Theresa lo miró desconfiada.

—Además ¿qué?

—Que de haber sido necesario te habría traído a rastras. —Rio y la izó en volandas.

Theresa sonrió feliz entre los sólidos brazos de Hóos. Se dijo que mientras él estuviese cerca, nada malo le sucedería.

Entre los reunidos, Theresa contabilizó unas setenta personas. Diez o doce pertenecían a la delegación papal, unos veinte parecían soldados u hombres de armas, y el resto se dividían entre boyeros, mozos y gentes de la zona. Advirtió que, en efecto, era la única mujer, pero no le preocupó. Además de los hombres, ocho carros tirados por bueyes, y otros tantos más ligeros uncidos a mulas completaban la comitiva.

A una voz de Izam, los látigos restallaron sobre las bestias, que mugieron de dolor y tiraron penosamente en dirección a las murallas. Alcuino avanzaba tras el primer carro acompañado por la delegación papal. Theresa se bamboleaba sobre el segundo, pendiente de Hóos, que abría la marcha. Izam cerraba el convoy con el grueso de la soldadesca.

Dejaron atrás Fulda en dirección a Fráncfort.

Durante el trayecto, Hóos conversó varias veces con Theresa. Le comentó que en Würzburg la gente se moría de hambre, y por ese motivo doce carros transportaban grano. En Fráncfort añadirían las provisiones que pudieran cargar en los navíos. Ella le habló sobre Alcuino y sobre cómo había resuelto el caso del trigo envenenado.

—Te repito que no te fíes de él. Ese fraile es listo como el hambre, pero oscuro como el diablo.

—No sé… Se ha portado bien con Helga. Y a mí me ha proporcionado un empleo.

—Me da lo mismo. Cuando esto acabe y me paguen, ya no necesitarás ningún trabajo.

Theresa concedió sin entusiasmo, y le confió que su único interés consistía en encontrar a su padre vivo. Cuando Hóos le señaló las dificultades de tal anhelo, ella se negó a escucharle y se acurrucó bajo una manta.

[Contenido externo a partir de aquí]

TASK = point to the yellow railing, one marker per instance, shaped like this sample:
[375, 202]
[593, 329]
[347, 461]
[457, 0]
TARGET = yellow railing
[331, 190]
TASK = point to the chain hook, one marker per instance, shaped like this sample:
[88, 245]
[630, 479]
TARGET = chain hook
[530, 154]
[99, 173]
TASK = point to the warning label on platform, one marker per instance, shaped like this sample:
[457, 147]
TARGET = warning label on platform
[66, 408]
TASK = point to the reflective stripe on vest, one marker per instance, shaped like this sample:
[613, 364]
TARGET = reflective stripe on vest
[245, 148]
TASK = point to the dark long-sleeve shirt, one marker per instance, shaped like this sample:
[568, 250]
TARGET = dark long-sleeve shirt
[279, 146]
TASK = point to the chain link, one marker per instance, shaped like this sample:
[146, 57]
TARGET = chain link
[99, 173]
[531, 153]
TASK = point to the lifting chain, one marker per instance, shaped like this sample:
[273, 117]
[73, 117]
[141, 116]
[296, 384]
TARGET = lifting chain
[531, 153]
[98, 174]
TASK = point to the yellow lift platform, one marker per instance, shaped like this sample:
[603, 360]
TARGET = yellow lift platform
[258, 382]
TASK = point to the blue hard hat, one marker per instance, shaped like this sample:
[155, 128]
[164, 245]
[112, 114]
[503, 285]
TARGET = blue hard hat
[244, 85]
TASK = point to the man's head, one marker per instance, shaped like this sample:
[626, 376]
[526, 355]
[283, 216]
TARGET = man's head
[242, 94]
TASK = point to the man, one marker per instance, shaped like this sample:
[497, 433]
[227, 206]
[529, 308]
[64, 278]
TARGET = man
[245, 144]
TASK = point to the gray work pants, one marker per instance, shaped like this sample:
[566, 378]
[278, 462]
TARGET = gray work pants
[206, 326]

La comitiva avanzó cansinamente toda la mañana. Dos jinetes provistos de antorchas abrían el paso, cuidando que los carros superaran las dificultades del camino. A poca distancia, cuatro mozos con guantes se ocupaban de retirar las piedras que obstaculizaban el avance de las carretas, mientras los boyeros, a fuerza de rebenque y juramentos, se afanaban por mantener a los bueyes apartados de los barrancos. Atentos a cualquier peligro, otra pareja bien pertrechada vigilaba la retaguardia.

Tras superar un trecho embarrado en el que los hombres hubieron de tirar tanto como las bestias, Izam ordenó el alto. A su juicio, el camino se abría lo suficiente como para proporcionar una acampada segura, de modo que los hombres dispusieron los carromatos en hilera junto al arroyo, ataron los caballos al primer carro y descargaron el forraje para los animales. Un mozo encendió una fogata sobre la que dispuso varias piezas de venado, mientras Izam congregaba al resto para organizar las guardias. Una vez cumplimentadas, se acomodaron junto a la hoguera y comenzaron a beber hasta que la carne quedó asada. Theresa ayudó a los mozos de cocina, quienes celebraron la presencia de una mujer con habilidad para los pucheros. Un par de oteadores regresaron con unos conejos que hicieron las delicias de los miembros de la delegación papal. Los menos afortunados hubieron de conformarse con gachas de avena y pata de cerdo salada; sin embargo, el vino pasó de mano en mano y los hombres comenzaron a parlotear y reír a medida que se vaciaban las jarras.

Theresa recogía unos cuencos cuando Izam se le acercó por la espalda.

—¿No bebes vino? —le ofreció.

Ella se volvió sorprendida.

—No, gracias. Prefiero agua. —Y dio un sorbo a su vaso.

A Izam le extrañó. Por lo general, durante los viajes la gente ingería vino aguado, o en su defecto cerveza, porque provocaban menos enfermedades que el agua contaminada. De nuevo insistió.

—Este arroyo no es de confianza. Su lecho no es pedregoso, y fluye de oeste a este. Además, un par de millas atrás dejamos un asentamiento de colonos, así que seguramente todos sus desperdicios discurren por el cauce.

Theresa escupió el agua y aceptó la copa de Izam. Era un vino fuerte y caliente.

—Antes intenté saludarte, pero andabas ocupada.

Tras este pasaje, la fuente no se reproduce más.